In the drive for adoption of electronic health records, the post-acute sector has been overlooked. That’s slowly changing as the CMS begins to shift its attention that way.
As part of its long-awaited interoperability proposed rule released last month, the CMS issued a request for information seeking industry feedback on how it can give post-acute providers incentives to adopt interoperable health information technology systems. The agency has largely attributed the sector’s lag in EHR adoption to lack of federal incentives, since providers in the post-acute setting weren’t eligible for the Medicare and Medicaid EHR Incentive Programs.

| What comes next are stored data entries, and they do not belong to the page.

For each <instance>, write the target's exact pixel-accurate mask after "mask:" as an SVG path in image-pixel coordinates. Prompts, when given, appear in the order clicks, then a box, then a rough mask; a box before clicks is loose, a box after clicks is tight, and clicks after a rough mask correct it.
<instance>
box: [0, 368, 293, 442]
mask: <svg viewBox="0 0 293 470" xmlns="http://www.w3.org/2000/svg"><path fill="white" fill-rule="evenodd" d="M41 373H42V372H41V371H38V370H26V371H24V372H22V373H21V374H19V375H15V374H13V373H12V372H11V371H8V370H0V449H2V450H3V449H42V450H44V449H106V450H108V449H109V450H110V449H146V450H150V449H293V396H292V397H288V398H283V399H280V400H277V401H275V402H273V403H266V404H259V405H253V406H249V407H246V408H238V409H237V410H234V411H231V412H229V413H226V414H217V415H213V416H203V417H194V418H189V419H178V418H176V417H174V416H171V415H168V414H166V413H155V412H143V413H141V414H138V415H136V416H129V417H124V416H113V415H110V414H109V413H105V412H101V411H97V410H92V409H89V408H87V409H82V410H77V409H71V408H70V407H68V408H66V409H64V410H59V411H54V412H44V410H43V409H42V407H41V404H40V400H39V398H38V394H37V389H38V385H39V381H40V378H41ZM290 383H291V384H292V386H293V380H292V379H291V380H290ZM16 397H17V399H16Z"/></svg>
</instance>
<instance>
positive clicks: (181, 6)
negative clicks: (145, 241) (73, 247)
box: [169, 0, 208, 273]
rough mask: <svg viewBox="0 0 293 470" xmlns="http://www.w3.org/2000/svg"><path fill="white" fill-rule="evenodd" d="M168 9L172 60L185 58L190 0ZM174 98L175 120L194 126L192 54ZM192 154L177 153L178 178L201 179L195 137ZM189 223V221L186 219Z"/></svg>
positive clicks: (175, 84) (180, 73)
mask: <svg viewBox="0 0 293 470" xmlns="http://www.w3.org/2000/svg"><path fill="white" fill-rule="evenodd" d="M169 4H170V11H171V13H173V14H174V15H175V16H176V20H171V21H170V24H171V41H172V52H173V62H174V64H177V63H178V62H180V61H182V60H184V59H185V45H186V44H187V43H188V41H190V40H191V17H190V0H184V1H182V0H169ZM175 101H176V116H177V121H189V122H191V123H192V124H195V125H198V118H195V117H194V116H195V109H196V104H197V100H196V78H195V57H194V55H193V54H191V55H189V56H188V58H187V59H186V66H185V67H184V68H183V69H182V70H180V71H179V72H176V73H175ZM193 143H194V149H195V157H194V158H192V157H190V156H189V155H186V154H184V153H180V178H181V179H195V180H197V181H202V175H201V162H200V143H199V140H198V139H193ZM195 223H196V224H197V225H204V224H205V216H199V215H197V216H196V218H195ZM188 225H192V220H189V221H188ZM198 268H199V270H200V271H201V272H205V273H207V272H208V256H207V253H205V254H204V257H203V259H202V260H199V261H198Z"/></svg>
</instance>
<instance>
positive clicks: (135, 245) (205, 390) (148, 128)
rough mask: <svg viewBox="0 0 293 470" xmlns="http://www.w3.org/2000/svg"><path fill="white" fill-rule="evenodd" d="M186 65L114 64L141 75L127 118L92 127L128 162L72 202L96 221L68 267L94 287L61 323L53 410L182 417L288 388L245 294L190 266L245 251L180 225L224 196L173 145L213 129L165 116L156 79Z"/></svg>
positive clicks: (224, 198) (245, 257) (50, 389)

“We are asking for comments on how CMS can ensure that post-acute care providers adopt health technology, allowing for a more seamless flow of data,” CMS Administrator Seema Verma said during a speech in February at HIMSS19.
That’s important, suggested Neal Reizer, chair of the Home Care Technology Association of America, an affiliate of the National Association for Home Care & Hospice, since care settings no longer work in isolation.
“You can probably run your own agency on paper, but I think where it really hurts you is when you’re a referral partner,” added Reizer, who also serves as senior vice president of product management at Homecare Homebase, a home health software provider.
There’s more than 90% adoption of EHRs in acute-care hospitals and 85% of office-based physicians have them. By contrast, just 19% of post-acute providers surveyed had EHRs in place as of 2017, according to a market research survey by Black Book. And just 64% of skilled-nursing facilities had implemented EHRs in 2016, according to the most recent data from HHS’ Office of the National Coordinator for Health Information Technology.